И Он исцелил многих больных,
страдавших разнообразными недугами.
Мк. 1:32-34
Не надо думать, будто во времена, предшествовавшие новоевропейскому рационализму, тема чудотворства была безопасной. Она могла быть прямо-таки скандальной. Без определенных презумпции, даваемых верой и вероучением, сюжет чудотворства вызывает неизбежные ассоциации с действиями и притязаниями мага — самозваного или, еще того тревожнее, настоящего. Что можно сказать по этому вопросу специально о времени и месте, в которые происходило становление христианской литературы? Если скептический при всем своем легковерии адепт греко-римской культуры склонен в то время был относиться к тривиализованному в его ежедневном опыте амплуа отовсюду подступавших чудотворцев-целителей с непочтительным любопытством, легко переходившим в досадливое недоверие (как наш современник — к «хилеру», к мастеру «парапсихологических» знаний), то набожный иудей чурался опасности магии, прямо нарушающей запрет Торы: «Нет волшебства в Иакове и нет ворожбы в Израиле!» (Чис. 23:23); «К волшебникам не ходите» (Лев. 19:31). Широкое хождение имела греческая лексема уоцхеСа, означавшая как раз волшебство или ворожбу — с чрезвычайно негативными коннотациями. Недаром ранним христианам пришлось больше всего защищать своего Учителя именно от обвинения в γοηεια, о чем ниже.

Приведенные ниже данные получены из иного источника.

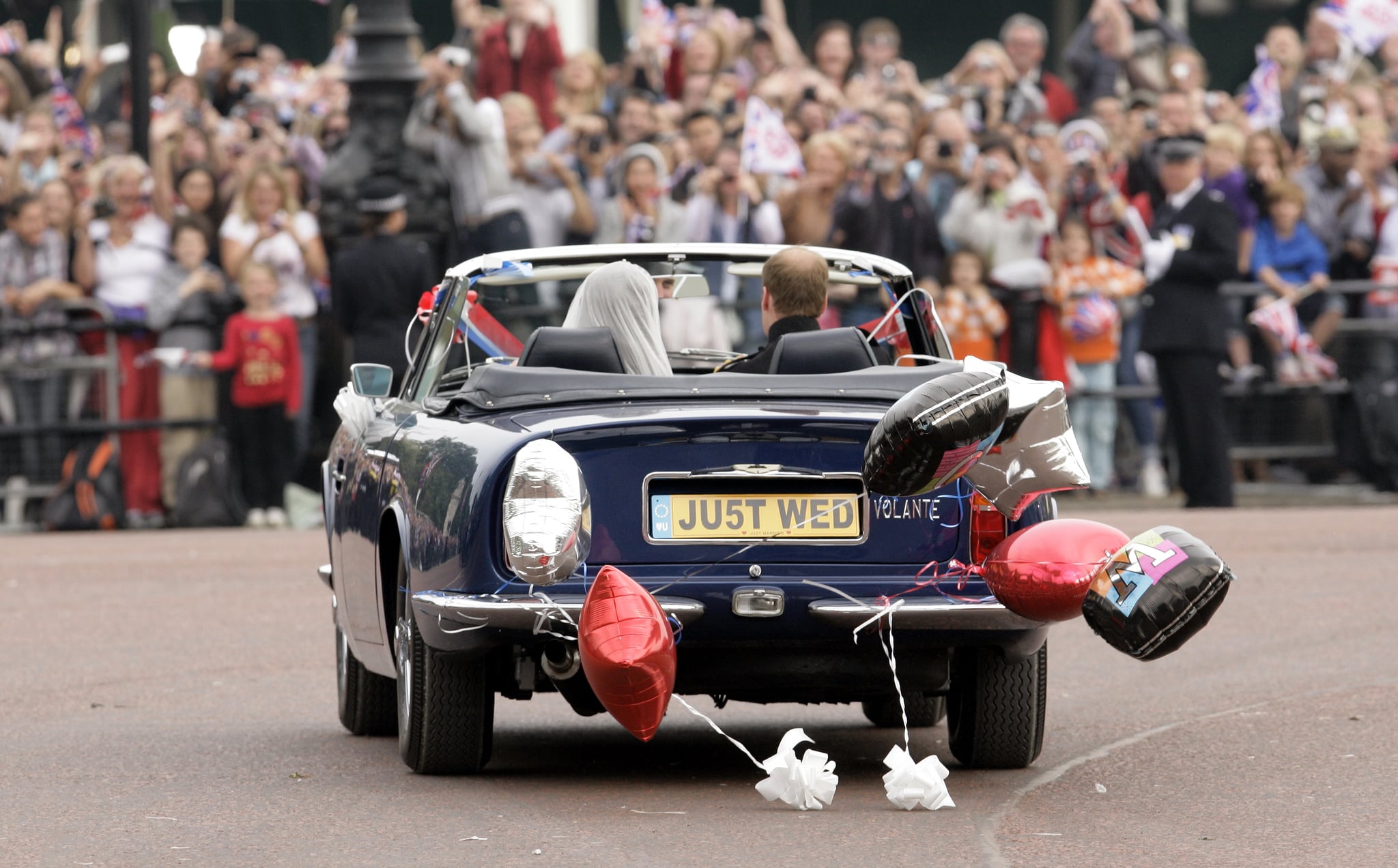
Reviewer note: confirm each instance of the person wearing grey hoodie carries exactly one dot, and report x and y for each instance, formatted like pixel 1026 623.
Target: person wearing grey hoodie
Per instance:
pixel 468 137
pixel 641 212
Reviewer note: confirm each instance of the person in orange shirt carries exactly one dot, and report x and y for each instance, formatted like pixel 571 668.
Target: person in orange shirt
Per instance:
pixel 969 315
pixel 1085 290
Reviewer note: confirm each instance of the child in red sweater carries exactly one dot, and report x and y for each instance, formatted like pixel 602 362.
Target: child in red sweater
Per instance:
pixel 260 347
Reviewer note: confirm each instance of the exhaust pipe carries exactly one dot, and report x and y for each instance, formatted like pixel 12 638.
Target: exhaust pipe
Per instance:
pixel 561 663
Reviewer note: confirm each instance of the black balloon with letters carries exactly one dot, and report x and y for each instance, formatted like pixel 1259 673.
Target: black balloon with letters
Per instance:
pixel 1156 593
pixel 935 434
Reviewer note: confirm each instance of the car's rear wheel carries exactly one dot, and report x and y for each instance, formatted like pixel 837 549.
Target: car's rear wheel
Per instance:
pixel 922 710
pixel 446 706
pixel 367 701
pixel 996 708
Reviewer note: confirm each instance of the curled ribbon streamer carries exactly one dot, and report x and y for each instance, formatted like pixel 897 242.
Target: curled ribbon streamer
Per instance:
pixel 807 783
pixel 911 785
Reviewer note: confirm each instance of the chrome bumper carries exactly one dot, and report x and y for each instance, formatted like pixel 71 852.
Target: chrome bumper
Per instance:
pixel 526 613
pixel 923 616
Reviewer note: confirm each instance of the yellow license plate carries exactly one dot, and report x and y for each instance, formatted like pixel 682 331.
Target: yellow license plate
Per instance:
pixel 754 517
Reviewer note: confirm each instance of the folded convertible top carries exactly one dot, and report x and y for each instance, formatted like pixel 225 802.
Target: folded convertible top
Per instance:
pixel 505 388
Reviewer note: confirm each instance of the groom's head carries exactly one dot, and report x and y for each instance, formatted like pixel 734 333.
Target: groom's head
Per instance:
pixel 793 284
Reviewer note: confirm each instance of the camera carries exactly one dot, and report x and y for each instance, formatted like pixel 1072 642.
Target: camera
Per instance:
pixel 455 55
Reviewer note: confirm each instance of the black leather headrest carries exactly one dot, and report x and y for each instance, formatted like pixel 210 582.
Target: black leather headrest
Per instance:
pixel 828 351
pixel 573 349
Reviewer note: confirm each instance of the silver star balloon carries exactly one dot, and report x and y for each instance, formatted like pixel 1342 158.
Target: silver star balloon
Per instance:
pixel 1036 452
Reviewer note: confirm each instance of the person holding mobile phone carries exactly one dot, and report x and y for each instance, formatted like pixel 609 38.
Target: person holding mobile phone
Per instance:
pixel 269 225
pixel 466 134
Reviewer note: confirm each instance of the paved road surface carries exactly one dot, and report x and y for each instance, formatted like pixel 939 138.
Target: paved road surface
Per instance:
pixel 168 698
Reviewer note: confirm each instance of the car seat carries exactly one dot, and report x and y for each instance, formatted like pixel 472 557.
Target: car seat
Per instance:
pixel 572 349
pixel 828 351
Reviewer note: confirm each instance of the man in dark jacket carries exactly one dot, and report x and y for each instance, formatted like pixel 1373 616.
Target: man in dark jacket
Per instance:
pixel 793 297
pixel 891 220
pixel 1193 250
pixel 377 283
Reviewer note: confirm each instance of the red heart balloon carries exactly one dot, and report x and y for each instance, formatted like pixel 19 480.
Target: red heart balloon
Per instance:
pixel 628 652
pixel 1043 570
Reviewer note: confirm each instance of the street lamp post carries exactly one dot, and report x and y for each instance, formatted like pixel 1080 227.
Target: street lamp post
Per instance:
pixel 384 78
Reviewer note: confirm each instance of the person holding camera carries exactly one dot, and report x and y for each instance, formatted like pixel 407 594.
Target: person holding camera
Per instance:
pixel 1005 218
pixel 641 212
pixel 268 224
pixel 1186 321
pixel 188 304
pixel 889 218
pixel 1035 91
pixel 377 280
pixel 468 137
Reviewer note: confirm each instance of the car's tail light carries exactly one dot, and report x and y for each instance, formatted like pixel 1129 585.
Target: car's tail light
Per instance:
pixel 987 527
pixel 548 520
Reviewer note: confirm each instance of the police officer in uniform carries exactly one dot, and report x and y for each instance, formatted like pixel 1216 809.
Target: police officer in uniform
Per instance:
pixel 377 283
pixel 1193 250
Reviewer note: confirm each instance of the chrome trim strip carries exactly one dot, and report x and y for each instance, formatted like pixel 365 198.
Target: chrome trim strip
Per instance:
pixel 739 474
pixel 923 616
pixel 525 613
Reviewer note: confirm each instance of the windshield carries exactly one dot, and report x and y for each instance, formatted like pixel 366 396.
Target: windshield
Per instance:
pixel 711 310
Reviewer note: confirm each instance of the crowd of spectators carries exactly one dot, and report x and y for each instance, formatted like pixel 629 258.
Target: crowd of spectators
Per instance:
pixel 1018 197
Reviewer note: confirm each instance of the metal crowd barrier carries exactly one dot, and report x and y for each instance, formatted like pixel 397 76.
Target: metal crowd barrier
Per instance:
pixel 90 406
pixel 1288 422
pixel 89 385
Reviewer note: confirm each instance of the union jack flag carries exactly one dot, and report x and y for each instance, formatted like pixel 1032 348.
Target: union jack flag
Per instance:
pixel 1281 322
pixel 1263 98
pixel 69 119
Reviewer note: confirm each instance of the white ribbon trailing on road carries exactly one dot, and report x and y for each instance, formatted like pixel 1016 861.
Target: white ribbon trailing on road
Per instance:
pixel 807 783
pixel 911 785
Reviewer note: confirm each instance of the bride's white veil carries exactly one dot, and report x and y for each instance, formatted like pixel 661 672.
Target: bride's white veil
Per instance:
pixel 623 298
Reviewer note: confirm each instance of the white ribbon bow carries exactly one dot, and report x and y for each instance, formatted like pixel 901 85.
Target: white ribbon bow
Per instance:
pixel 354 411
pixel 911 785
pixel 807 783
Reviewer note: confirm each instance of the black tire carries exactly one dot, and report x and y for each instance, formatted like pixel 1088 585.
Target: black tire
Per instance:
pixel 367 699
pixel 922 710
pixel 996 709
pixel 446 706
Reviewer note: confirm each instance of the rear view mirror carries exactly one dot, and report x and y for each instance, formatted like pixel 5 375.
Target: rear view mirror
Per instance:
pixel 371 381
pixel 681 285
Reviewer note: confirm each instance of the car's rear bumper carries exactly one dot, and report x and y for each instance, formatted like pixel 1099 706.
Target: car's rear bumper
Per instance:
pixel 528 614
pixel 533 613
pixel 922 616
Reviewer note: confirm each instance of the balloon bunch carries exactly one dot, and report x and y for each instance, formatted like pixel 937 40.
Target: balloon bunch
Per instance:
pixel 628 657
pixel 1008 435
pixel 1012 441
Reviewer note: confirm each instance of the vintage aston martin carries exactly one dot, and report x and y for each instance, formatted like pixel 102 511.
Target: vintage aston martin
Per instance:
pixel 734 498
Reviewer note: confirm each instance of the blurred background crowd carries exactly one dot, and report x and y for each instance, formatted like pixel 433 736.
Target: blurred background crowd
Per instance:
pixel 1018 185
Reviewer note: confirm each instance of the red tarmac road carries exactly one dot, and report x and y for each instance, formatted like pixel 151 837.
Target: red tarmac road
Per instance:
pixel 168 699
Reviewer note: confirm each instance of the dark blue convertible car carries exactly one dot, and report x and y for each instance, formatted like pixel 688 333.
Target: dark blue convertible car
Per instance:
pixel 704 487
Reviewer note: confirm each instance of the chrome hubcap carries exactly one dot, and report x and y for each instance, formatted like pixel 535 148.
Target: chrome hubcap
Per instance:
pixel 341 663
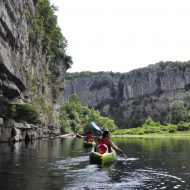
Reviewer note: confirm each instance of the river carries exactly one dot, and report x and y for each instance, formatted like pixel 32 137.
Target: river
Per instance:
pixel 61 164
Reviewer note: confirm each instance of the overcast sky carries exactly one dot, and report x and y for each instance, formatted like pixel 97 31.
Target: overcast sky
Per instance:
pixel 122 35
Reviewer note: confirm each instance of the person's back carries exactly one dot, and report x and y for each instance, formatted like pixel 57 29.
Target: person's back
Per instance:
pixel 105 140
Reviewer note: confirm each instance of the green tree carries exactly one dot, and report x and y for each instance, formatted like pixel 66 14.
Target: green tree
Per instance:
pixel 178 111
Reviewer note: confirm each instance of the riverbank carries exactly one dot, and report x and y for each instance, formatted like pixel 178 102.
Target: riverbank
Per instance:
pixel 155 135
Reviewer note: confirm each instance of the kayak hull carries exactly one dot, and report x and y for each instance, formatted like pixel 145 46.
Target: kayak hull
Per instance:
pixel 89 144
pixel 102 159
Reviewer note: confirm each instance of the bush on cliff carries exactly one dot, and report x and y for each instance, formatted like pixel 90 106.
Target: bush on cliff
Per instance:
pixel 75 117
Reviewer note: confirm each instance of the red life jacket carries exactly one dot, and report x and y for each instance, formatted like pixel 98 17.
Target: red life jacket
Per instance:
pixel 104 141
pixel 90 137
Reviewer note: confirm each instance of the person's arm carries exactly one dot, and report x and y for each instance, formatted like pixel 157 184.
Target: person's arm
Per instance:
pixel 113 145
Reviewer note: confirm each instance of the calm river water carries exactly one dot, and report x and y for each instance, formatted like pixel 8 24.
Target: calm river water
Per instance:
pixel 160 163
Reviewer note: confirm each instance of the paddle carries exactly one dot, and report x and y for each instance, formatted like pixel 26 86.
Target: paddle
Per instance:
pixel 96 126
pixel 124 154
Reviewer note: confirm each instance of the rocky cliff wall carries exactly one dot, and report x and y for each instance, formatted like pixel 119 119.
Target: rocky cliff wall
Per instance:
pixel 130 98
pixel 24 67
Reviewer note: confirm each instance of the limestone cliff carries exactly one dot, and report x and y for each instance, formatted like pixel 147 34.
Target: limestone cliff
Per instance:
pixel 129 98
pixel 25 76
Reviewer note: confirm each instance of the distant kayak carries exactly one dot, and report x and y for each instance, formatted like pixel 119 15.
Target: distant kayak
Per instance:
pixel 105 158
pixel 89 144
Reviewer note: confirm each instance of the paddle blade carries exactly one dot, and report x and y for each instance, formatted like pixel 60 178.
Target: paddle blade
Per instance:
pixel 95 126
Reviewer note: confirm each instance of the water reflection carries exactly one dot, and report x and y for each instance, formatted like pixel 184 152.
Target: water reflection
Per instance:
pixel 64 164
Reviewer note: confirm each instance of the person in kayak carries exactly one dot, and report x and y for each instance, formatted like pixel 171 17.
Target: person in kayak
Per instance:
pixel 106 140
pixel 89 137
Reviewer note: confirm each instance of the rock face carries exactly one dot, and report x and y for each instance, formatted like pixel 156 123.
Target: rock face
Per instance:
pixel 23 65
pixel 130 98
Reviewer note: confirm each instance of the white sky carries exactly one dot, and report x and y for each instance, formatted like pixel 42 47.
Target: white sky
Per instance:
pixel 122 35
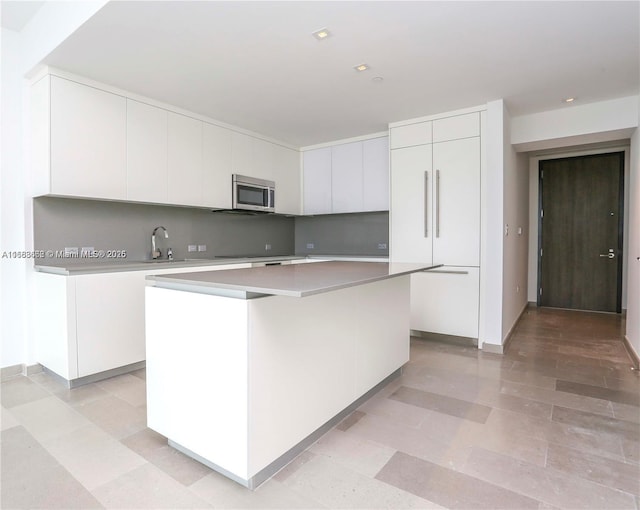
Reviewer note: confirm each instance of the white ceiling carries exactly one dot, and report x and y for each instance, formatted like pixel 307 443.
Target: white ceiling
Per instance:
pixel 256 65
pixel 16 14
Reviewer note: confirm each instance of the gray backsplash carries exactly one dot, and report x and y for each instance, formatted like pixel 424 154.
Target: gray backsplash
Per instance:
pixel 62 222
pixel 343 234
pixel 104 225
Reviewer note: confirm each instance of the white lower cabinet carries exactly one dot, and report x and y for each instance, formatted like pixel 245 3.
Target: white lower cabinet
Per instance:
pixel 446 301
pixel 109 328
pixel 94 323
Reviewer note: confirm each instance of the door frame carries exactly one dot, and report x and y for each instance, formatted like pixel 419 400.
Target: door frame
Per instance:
pixel 622 216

Так или иначе, однако, в некотором простейшем смысле древние читатели не имели умственных затруднений с эпизодами евангельских чудес: если христиане с благоговением видели в них «знамения» богочеловеческого достоинства Христа, то антихристианские полемисты, будь то язычники, будь то иудеи, тоже обычно не сомневались в чудотворстве Иисуса, а просто трактовали его как более или менее тривиальную и в любом случае запретную магию, компрометирующую того, кто ею занимается. Сама но себе фигура тавматурга, в зависимости от религиозной позиции воспринимаемая позитивно или негативно, была для всех привычной. Ситуация принципиально изменилась в эпоху Просвещения: с одной стороны, самосознание новоевропейской науки вынесло вердикт о невозможности чудес как таковых, с другой стороны, черты тавматурга стали вносить диссонанс в рационалистически понимаемый образ Христа как Учителя морали (например, у Лессинга в его доктрине о «религии Христа», полемически противопоставленной христианству[1]). После ряда комромиссных попыток минимализировать элемент чудесного, толкуя укрощение бури (Мк. 4:35–41) — как переход лодки в безветренную зону, насыщение толпы в пустыне (Мк. 8:1–9) — как результат вызванного проповедью Христа гуманного порыва имущих поделиться запасами с неимущими и т. п., радикальное решение было предложено в 30-е годы XIXвека Д.-Ф. Штраусом[2]: евангельские рассказы о чудесах решительно переводились из области воспоминаний о реальных происшествиях в область аллегоризирующей мифологии, привнесенной для передачи тех или иных «идей», т. е. теологических тенденций[3].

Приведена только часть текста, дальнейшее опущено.